Por: Griselda Lira “La Tirana”
Después de treinta años en el extranjero hay cosas que me resisto a olvidar y otras que ya no pienso por temor a ver las oscuridades de los rincones en los que dejé preso mi pasado. Había que empezar nuevamente pese a la negación constante de mi identidad. Iniciar en un país tan violento como México resultaba aterrador para mí, a pesar de ser reconocida como una mujer valiente a la que no se le cierran las puertas porque siempre encuentra una alternativa para subsistir; pero eran mis sueños abandonados los que debía enfrentar, las metas truncadas durante la adolescencia y el desamor.
En un principio eran vagos recuerdos, fugaces encuentros con diálogos indeseables, aspiraciones implacables que atormentaban mi soledad, pero un día, sin pensarlo, me encaminé hasta las tierras de Rafael, el único hombre al que verdaderamente amé.
La gente me había dicho que él aún venía al pueblo acompañado de su esposa, en realidad no era mi intención verlo sino sacar esa espina de mi alma; así que dejé hablar a mi corazón frente a sus cosechas de cebada, demandándoles a ellas, la atención que nunca me brindó su engreído propietario, pues yo no gozaba de un capital económico para que él cumpliera las metas de terrateniente anheladas por su padre, un amor mercantil. Comencé leyendo mi decreto que había escrito años atrás en Barcelona:
Rafael tu eres mío en el amanecer, en los campos que extienden sus brazos para arropar mi jovial recuerdo de ti. Así me gusta pensarte, entre los granos y las cosechas, la cebada que apagará mi sed, el deseo por embriagarme más de ti.

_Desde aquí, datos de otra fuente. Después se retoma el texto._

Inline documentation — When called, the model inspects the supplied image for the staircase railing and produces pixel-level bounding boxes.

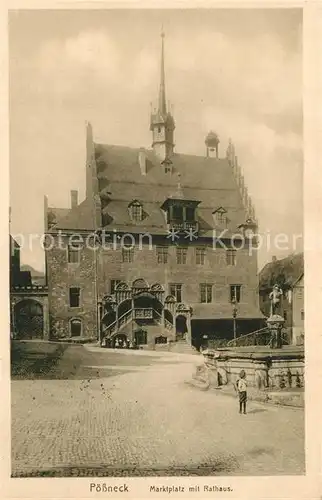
[164,318,173,332]
[102,308,173,339]
[227,327,271,347]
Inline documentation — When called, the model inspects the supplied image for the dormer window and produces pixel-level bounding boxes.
[212,207,227,227]
[129,200,143,222]
[186,207,196,222]
[161,158,173,174]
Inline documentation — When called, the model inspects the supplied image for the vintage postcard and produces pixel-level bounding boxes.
[2,2,322,498]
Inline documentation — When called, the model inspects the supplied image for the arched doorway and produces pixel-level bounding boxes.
[154,335,167,344]
[14,299,44,339]
[70,318,82,337]
[176,314,188,340]
[134,328,148,346]
[114,333,128,349]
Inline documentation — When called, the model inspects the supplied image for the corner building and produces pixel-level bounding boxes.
[45,35,263,347]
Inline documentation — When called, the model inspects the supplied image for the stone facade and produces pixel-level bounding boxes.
[44,33,262,345]
[46,234,98,339]
[10,285,50,340]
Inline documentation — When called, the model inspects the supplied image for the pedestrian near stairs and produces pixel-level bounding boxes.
[235,370,247,415]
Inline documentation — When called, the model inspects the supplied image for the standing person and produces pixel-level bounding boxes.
[236,370,247,415]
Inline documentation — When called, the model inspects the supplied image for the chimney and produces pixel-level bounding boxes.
[139,148,147,175]
[70,189,78,208]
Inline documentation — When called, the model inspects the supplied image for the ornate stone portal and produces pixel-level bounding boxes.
[99,279,192,345]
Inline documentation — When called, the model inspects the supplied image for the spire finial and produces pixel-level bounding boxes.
[159,26,167,116]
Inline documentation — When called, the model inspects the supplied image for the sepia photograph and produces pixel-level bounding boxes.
[8,8,306,480]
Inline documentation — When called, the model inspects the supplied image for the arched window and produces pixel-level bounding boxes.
[129,200,143,222]
[212,207,227,227]
[70,318,82,337]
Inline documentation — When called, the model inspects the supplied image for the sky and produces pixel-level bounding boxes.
[9,9,303,269]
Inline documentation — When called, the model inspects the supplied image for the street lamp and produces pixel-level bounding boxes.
[231,297,238,345]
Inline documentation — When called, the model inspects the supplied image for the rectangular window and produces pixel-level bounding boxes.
[110,280,121,294]
[131,204,143,221]
[68,243,80,264]
[69,287,80,307]
[215,212,227,226]
[169,283,182,302]
[157,247,168,264]
[230,285,241,302]
[172,205,183,221]
[200,283,212,304]
[122,248,134,262]
[196,248,206,266]
[177,248,187,264]
[226,250,236,266]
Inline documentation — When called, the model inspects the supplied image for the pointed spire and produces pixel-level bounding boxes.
[176,173,184,199]
[159,27,167,116]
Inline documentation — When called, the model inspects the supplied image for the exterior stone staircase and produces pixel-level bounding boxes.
[169,340,200,354]
[102,309,172,346]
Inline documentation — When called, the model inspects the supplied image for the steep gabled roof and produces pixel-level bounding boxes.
[95,144,246,235]
[47,200,94,231]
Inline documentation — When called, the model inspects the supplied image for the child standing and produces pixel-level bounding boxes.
[236,370,247,415]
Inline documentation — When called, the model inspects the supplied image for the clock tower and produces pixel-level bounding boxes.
[150,33,175,163]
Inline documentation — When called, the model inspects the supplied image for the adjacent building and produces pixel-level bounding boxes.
[9,235,49,340]
[45,36,263,346]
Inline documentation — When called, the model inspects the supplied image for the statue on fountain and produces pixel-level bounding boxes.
[269,285,283,316]
[267,285,284,349]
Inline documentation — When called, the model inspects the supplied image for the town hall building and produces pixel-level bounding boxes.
[45,35,263,347]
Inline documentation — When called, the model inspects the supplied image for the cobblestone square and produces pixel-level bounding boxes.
[11,346,305,477]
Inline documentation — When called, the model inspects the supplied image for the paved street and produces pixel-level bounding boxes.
[12,346,304,476]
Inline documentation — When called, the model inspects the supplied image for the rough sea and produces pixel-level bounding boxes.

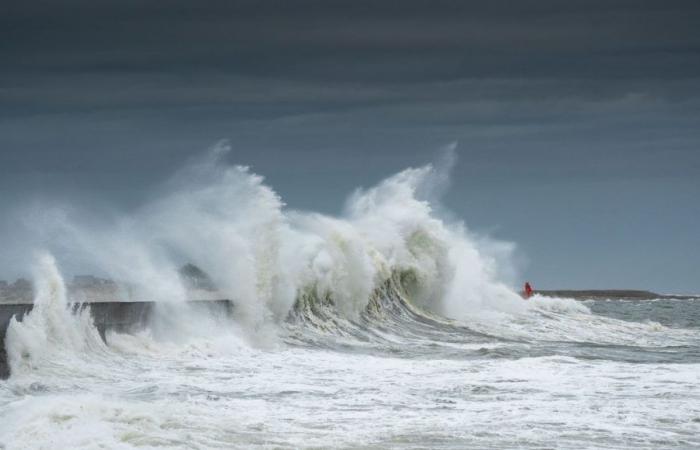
[0,150,700,450]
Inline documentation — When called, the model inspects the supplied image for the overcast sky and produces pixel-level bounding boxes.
[0,0,700,292]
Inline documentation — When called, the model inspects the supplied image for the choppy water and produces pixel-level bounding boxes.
[0,148,700,450]
[0,288,700,449]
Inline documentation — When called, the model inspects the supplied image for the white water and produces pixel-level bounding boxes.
[0,147,700,449]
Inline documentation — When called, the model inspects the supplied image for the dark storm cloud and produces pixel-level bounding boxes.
[0,0,700,290]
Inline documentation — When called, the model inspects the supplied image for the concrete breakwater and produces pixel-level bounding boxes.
[0,300,233,379]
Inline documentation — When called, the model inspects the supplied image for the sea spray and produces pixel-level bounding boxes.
[12,143,522,345]
[5,253,105,375]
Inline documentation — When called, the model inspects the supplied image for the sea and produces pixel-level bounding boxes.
[0,150,700,450]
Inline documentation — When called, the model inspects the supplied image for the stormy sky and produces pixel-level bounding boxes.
[0,0,700,292]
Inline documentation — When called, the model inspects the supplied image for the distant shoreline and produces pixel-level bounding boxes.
[534,289,700,300]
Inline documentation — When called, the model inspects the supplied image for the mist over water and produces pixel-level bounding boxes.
[0,143,700,449]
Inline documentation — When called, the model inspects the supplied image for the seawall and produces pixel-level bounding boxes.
[0,300,233,379]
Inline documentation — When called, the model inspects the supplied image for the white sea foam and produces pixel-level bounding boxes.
[0,145,700,449]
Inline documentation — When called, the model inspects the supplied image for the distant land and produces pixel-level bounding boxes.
[534,289,700,300]
[0,264,220,304]
[0,264,700,304]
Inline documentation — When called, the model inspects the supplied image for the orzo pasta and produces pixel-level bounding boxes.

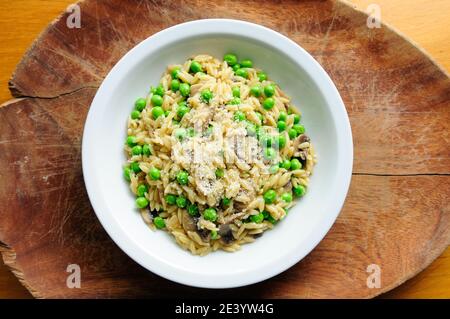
[124,54,316,255]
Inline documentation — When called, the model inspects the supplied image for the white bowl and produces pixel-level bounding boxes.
[82,19,353,288]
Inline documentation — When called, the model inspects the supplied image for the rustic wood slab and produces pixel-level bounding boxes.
[0,0,450,298]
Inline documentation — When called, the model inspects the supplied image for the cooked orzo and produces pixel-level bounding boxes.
[124,54,316,255]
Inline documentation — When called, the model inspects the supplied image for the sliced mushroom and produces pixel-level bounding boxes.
[219,224,234,244]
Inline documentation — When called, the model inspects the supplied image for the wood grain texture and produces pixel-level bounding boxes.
[0,1,450,297]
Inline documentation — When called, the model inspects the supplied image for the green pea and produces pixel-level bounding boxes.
[176,196,187,208]
[211,230,219,240]
[174,127,187,141]
[250,84,263,97]
[136,184,148,196]
[142,144,152,156]
[148,167,161,181]
[233,63,241,72]
[267,216,278,225]
[170,66,181,79]
[234,111,245,122]
[263,189,277,204]
[231,86,241,97]
[281,193,292,203]
[180,83,191,97]
[281,160,291,169]
[177,171,189,185]
[177,104,191,119]
[153,216,166,229]
[134,97,147,112]
[203,208,217,222]
[131,145,142,155]
[291,158,302,171]
[264,84,275,97]
[263,97,275,110]
[123,167,131,181]
[292,124,305,135]
[257,72,267,82]
[264,147,277,160]
[230,97,241,105]
[127,135,137,147]
[288,128,297,140]
[250,213,264,224]
[234,68,248,79]
[223,53,237,66]
[277,121,286,132]
[216,168,225,178]
[189,61,202,73]
[260,135,275,147]
[292,185,306,197]
[256,112,264,124]
[152,84,166,96]
[170,79,180,92]
[241,59,253,68]
[278,111,287,122]
[130,162,141,174]
[165,194,177,205]
[187,127,195,137]
[277,134,286,149]
[151,94,163,106]
[131,110,141,120]
[188,204,198,216]
[152,106,164,120]
[269,164,280,174]
[136,196,148,208]
[205,125,214,136]
[245,122,256,136]
[200,89,213,103]
[222,197,231,206]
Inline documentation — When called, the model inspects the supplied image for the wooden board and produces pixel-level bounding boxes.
[0,1,450,297]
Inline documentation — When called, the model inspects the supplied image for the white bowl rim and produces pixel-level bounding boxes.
[82,19,353,288]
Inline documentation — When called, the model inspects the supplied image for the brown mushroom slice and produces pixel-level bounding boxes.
[181,211,198,232]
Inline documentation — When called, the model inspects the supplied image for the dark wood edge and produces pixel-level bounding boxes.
[0,241,44,299]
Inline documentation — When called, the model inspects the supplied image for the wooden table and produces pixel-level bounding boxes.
[0,0,450,298]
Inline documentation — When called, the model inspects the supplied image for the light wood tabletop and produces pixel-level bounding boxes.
[0,0,450,298]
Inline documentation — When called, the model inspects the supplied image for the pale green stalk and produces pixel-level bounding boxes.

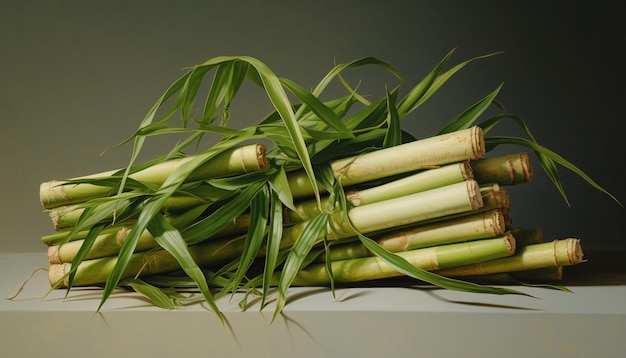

Perder el sentido y soñar adormecida bajo la neblina, que yo también soy tuya.
Los ritmos de las trilladoras en este otoño majestuoso de mis recuerdos me hacen llorar, sufro lo que gime la tierra olvidada ante la ingratitud de un amor traicionado por presupuestos y convenios, hurtos, despojos, herencias y miseria espiritual;
aun así, eres mío en letras o en abismos placenteros que cruzan el ayer al hoy, desdibujados con pensamientos agrícolas, costumbres de mi patria y entre esas vivencias, se cruzan tus ojos negros con mis ojos que miran pero ya no ven a nadie sino al amor que brota como el tímido manantial.
Mío en las manos de los campesinos que trabajan tus tierras y en la única sombra del árbol de nuestra esperanza que dejaste olvidado en el Altiplano cuando fuiste a buscar un camino y te hiciste soberbio, olvidaste nuestra pubertad escolar, pero yo te escondí en mi trajinado morral como a una humilde semilla, pensando en mi pobreza que algún día tú podías amarme. Ahora, en esta edad madura, sigues siendo mío, sin treguas, ni guerras, ni egoísmos; mío en el abrazo infantil, virginal, lleno de olores a tierra mojada, caricias expectantes y libres de toda culpa.
Mío, aunque no estés conmigo, mío dulcísimo varón hecho de barro. Mío en este Altiplano febril.